Her heart was thumping in her chest, staccato-beating in her ears, because she knew she had to get this right. She had to make him understand why everything she had done since the accident was wrong. All her past had come together when she’d woken up in that hospital bed, and from that moment she had been in a vacuum of fear and confusion, sucked into a dark and terrifying merry-go-round of hopelessness.
She cleared her throat. ‘I haven’t been thinking clearly over the last weeks.’ To give him his due, he didn’t raise his eyebrows in the quirky, sarky way he did sometimes. Neither did he make any of the hundred and one responses he could have made in the circumstances. He simply sat looking at her. She didn’t know if that made it easier or harder.
‘I’ve realised this—my freaking out in the hospital and asking you for a divorce and everything—is because…’ She paused and swallowed hard. ‘I was frightened you wouldn’t want me any more now I’m— I’m disfigured.’ She rushed on quickly before he could speak. ‘Not that you have ever done or said anything to make me think that way. I know it’s me. Mabel—the lady I met today—said I was letting fear rule me, and she’s right. It’s just that I know you appreciate grace and beauty more than most. Partly due to your—your beginnings and everything, and there’s nothing wrong with that. But—but I’ll never dance again. I’m…different now.’
‘Sweetheart, your legs were messed up. I know that’s one hell of a big deal for you, because dancing is your life, but I can help you through it. This doesn’t have to be the end of using the fantastic gift you’ve been given, just rechannelling it. I’ve got a couple of ideas about that, but they can wait. The main thing I have to convince you of right now is that your grace and beauty has never depended on your dancing. You are grace and beauty. Those qualities are in every word you speak, the way you are, every look and movement you make. The lorry couldn’t take them away from you, don’t you see? You’re my sweet, generous, incomparable baby—my darling, my love.’

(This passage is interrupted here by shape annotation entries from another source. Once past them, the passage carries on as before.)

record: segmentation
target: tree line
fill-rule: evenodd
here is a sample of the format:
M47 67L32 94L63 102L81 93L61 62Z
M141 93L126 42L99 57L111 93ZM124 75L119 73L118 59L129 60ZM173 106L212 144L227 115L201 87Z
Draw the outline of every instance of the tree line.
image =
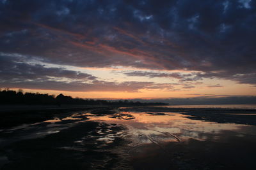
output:
M129 100L110 101L107 100L84 99L73 98L62 94L56 97L48 94L24 92L22 89L17 92L9 89L0 89L0 104L83 104L83 105L104 105L104 106L161 106L168 105L163 103L141 103Z

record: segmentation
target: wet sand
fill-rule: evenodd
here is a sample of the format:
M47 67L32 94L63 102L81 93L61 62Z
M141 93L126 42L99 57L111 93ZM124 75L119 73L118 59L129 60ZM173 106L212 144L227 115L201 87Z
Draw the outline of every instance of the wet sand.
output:
M14 123L0 128L0 169L254 167L253 110L143 106L28 113L4 117Z

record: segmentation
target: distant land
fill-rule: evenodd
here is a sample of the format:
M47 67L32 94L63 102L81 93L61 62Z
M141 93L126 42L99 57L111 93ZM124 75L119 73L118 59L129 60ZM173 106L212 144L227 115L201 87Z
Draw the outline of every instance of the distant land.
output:
M141 103L168 103L170 105L256 104L256 96L195 97L152 99L134 99L129 101Z
M17 92L9 89L0 90L0 105L97 105L97 106L161 106L167 103L159 102L133 101L131 100L107 101L92 99L72 98L62 94L56 97L48 94L23 92L22 89Z

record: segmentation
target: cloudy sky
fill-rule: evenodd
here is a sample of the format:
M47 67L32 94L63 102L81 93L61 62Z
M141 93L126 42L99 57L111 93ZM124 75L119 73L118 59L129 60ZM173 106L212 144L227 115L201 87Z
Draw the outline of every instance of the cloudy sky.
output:
M256 95L256 1L0 0L0 87Z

She was falling apart, her eyes blinded by her tears, and when he took her in his arms again she fell against him, needing his strength and security as never before as she sobbed against his broad chest.
‘What?’ He bent his head to her, her incoherent words punctuated by convulsive shudders. ‘What did you say?’
‘I—I—’ Melody made a huge effort and sat up, taking the handkerchief he gave her. ‘I don’t see how you can think of me in that way. It’s like you’re talking about someone else.’
‘Then you’ll just have to take it on trust until I can convince you,’ he said softly. ‘And if it takes a lifetime I’ll do it. You’re mine, Dee, every bit as much as I am yours. You are the only person I could have possibly ended up with, and if we hadn’t met—if we’d missed each other somehow—I’d have gone on as I was. Happy in a way, fairly okay with myself, but with a huge reservoir inside me which would have remained untapped. I’ve heard it said that there are several people in the world that someone can love if they meet them, but it’s not that way with me. You saved me. That’s the only way I can put it.’
He had never told her this before—not in so many words—and yet now when she thought about it she realised his whole way with her had demonstrated it from the beginning. She smiled tremulously and blew her nose, shaking back her hair from her damp face, and then lifted one trembling hand to his face. ‘I love you,’ she said very quietly. ‘I always have and I always will. There will never be anyone but you for me.’